There have already been cases of blackmail – when such employees were fired, they used access to systems to extort money or data.

How to defend against such attacks?

"The exchange of information on our side is crucial. Today, we know a great deal about these groups, often even knowing the names of the individuals involved. We are constantly updating information on techniques and methods of operation. We want to share this information with Polish defenders, among others."

"If we have it, laboratories in China must be working on it"

Do you also have offensive abilities in Google (Mandiant)?

- No, we deal exclusively with defense and information gathering. Offensive operations are the domain of states, sometimes contractors working for governments. That's not our focus or competence.

How do you see the development of cyberspace in the future?

I haven't mentioned AI yet, but now I have to. There's a lot of hype surrounding AI, but in my opinion, it's just the beginning. Our adversaries have been using AI for several years now, most often to fabricate images and text. Remember the website ThisPersonDoesNotExist?

Of course. It was used to generate photos of natural-looking people who didn't actually exist.

Just a week after its debut, we saw the first use by adversaries to create false personas for social engineering and disinformation purposes. They are very quick to adopt technological innovations.

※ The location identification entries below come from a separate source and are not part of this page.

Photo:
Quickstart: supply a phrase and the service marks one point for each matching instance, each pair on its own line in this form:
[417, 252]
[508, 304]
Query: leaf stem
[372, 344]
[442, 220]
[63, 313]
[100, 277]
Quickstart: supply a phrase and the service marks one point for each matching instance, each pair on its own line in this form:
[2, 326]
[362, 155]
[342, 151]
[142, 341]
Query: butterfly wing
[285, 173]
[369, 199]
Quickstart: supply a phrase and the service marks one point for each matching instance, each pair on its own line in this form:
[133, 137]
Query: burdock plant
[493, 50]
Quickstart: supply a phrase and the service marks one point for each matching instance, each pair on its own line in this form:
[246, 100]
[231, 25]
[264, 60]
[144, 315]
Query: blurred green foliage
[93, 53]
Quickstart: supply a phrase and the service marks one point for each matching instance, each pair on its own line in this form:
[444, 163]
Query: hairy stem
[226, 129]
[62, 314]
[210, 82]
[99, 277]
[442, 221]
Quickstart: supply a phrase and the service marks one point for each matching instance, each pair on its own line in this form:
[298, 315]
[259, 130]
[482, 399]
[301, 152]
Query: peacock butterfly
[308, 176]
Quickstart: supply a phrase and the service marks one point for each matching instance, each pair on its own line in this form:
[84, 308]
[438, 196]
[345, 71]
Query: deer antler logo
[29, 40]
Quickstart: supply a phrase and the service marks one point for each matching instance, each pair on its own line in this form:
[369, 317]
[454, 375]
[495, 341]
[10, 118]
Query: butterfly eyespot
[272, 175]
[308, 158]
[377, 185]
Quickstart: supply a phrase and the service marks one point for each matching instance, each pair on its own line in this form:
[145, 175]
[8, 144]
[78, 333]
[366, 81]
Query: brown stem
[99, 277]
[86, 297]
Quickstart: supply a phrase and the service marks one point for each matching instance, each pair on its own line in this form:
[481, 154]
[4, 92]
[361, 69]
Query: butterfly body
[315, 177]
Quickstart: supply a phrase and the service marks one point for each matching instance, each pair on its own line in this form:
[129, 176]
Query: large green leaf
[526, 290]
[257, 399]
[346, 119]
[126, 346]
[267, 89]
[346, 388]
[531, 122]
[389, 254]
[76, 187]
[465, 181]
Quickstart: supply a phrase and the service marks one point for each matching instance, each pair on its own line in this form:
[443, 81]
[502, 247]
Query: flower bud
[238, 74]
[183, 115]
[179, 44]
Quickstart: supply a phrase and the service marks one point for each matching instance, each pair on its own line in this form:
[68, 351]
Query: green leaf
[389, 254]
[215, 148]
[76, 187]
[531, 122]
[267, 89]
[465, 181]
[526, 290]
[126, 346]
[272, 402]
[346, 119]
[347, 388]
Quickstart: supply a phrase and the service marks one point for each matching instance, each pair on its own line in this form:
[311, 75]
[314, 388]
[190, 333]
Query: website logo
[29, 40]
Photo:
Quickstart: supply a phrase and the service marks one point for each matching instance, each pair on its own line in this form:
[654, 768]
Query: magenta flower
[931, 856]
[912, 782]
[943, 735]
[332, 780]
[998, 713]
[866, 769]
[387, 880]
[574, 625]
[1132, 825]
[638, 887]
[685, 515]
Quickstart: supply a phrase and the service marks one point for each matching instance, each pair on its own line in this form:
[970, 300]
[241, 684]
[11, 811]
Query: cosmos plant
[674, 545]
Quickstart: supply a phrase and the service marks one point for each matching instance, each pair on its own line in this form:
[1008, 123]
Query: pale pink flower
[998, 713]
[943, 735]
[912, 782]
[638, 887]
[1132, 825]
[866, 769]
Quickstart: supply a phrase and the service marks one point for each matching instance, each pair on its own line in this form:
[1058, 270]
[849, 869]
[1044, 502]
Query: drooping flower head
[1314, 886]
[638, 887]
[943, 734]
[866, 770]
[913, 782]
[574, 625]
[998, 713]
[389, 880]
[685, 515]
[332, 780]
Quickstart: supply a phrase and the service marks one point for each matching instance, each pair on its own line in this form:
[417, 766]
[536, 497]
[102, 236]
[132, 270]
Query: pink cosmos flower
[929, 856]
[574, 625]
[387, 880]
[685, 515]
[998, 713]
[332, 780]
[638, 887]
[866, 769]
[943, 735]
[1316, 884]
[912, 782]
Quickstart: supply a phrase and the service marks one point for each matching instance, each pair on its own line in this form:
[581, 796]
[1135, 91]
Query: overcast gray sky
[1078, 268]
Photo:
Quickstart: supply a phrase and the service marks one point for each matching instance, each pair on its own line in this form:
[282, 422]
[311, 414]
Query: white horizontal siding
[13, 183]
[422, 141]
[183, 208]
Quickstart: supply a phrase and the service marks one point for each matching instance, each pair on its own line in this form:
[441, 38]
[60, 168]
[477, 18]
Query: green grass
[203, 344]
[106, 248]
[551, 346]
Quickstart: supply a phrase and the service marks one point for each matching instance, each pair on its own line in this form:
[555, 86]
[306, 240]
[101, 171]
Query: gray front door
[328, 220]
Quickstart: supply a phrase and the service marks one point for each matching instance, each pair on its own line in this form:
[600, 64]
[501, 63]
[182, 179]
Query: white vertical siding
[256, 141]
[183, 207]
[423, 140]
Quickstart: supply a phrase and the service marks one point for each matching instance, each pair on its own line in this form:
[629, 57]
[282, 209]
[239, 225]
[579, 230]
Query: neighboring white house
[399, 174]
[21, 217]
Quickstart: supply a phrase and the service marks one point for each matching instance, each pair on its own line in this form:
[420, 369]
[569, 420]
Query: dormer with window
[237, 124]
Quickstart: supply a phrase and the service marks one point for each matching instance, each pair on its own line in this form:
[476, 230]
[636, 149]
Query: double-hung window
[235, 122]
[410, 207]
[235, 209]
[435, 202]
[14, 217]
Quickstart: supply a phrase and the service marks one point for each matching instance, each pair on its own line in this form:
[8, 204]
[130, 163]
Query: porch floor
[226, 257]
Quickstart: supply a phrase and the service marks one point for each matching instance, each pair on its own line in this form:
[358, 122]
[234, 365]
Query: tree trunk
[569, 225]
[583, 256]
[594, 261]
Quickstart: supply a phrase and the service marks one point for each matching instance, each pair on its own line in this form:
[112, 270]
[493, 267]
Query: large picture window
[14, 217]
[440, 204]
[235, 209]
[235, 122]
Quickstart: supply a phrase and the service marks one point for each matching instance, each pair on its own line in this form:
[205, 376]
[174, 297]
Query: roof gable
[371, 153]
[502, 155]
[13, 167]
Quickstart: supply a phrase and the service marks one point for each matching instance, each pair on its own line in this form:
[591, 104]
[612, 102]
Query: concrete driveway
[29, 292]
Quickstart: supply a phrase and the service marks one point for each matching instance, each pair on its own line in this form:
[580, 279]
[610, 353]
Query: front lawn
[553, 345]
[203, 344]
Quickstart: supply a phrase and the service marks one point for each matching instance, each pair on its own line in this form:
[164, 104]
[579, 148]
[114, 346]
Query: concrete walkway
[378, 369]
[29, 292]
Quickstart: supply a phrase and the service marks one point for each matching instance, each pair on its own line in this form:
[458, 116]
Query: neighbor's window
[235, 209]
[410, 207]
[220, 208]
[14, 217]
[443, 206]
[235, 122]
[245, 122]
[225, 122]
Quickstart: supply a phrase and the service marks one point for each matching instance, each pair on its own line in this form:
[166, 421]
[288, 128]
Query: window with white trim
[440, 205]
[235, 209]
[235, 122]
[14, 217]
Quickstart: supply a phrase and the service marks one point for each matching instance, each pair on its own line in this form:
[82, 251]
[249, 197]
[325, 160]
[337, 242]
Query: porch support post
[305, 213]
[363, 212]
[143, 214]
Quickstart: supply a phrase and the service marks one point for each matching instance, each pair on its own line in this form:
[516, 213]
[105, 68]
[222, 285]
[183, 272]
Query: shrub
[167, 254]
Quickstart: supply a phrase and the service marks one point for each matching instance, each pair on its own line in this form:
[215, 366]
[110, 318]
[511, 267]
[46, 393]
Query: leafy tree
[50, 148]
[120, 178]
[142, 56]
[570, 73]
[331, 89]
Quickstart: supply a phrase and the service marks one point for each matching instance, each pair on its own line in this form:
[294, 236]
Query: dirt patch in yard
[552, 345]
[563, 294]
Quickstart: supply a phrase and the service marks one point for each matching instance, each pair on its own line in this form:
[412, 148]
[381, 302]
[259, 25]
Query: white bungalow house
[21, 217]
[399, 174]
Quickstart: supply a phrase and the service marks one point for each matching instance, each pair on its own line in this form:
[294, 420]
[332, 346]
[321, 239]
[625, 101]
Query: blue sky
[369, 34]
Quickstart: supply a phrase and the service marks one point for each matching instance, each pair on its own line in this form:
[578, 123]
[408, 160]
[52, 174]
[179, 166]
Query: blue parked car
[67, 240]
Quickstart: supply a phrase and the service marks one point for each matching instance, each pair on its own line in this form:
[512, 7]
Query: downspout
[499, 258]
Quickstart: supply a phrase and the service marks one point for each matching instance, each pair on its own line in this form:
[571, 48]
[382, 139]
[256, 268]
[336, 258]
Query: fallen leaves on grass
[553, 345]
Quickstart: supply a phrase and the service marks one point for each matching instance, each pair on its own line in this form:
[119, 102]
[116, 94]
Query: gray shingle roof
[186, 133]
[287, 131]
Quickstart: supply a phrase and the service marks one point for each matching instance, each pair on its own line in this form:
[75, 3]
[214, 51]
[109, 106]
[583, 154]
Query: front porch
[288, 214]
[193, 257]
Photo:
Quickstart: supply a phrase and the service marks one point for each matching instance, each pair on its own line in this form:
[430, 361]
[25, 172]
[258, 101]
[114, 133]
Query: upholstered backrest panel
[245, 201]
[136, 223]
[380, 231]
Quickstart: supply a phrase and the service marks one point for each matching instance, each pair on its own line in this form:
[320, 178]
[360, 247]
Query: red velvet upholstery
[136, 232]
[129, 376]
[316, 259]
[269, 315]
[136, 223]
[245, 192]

However, a real breakthrough came in recent months. One of the most important actors attacking Poland, the APT28 group, was caught launching AI-enabled malware in Ukraine. This is the first time we've seen anything like this.

What exactly was AI used for?

After infection, the malware accessed the LLM (interestingly, the Chinese one) via API to dynamically generate operational commands. Antiviruses often detect static command patterns; here, the commands were generated "live," thus bypassing detection. It's like moving all the parts through a gateway and assembling the weapon on the other side. This was the first case – and more are emerging. AI-powered malware will become more widespread.

In what other areas will AI help opponents?

"I think it will be used to find vulnerabilities in systems. We did something similar at Google – the 'Big Sleep' program. Under controlled conditions, we've already found dozens of vulnerabilities and patched them. And since we have this, the labs in Moscow and Beijing are certainly working on it. And I have no doubt they'll get there. And then the scale of exploitation of zero-day vulnerabilities will skyrocket."

The second trend will undoubtedly be related to the automation of network attacks. Today, after gaining a foothold in the infrastructure, adversaries "think in a crafty way": what are my options, which tools should I use, where are the passwords, etc. AI can automate this—select an option, launch a project at the next server, and move on. This is bad news.

And good?

The good news is that AI will also be the answer. Since threats are autonomous, defenses must also be at least partially autonomous.

Something like a game of chess played by two computers?

Yes, resolved immediately. We're already working on this, including supervisory agents, whose role is to ensure other agents don't get hijacked. The pace of change is frantic—it's really hard to keep up at times.

Who is “winning” today?

Fortunately, most of the capabilities are being developed in the Western technology ecosystem, so we have a head start. But if we slow down and lose focus, we'll lose that advantage.

Let's assume you're the Prime Minister of Poland and you have to react within the next year. What do you do?

First, build a threat profile for the country based on incident history and adversary motivations. Then, prioritize defense based on this profile. And most importantly, accept that the profile will change rapidly, enabling services (military, security) to adapt to the new profile proactively, rather than reactively.

Otherwise, we will be defending ourselves with pre-AI tools against AI threats – and that will end badly.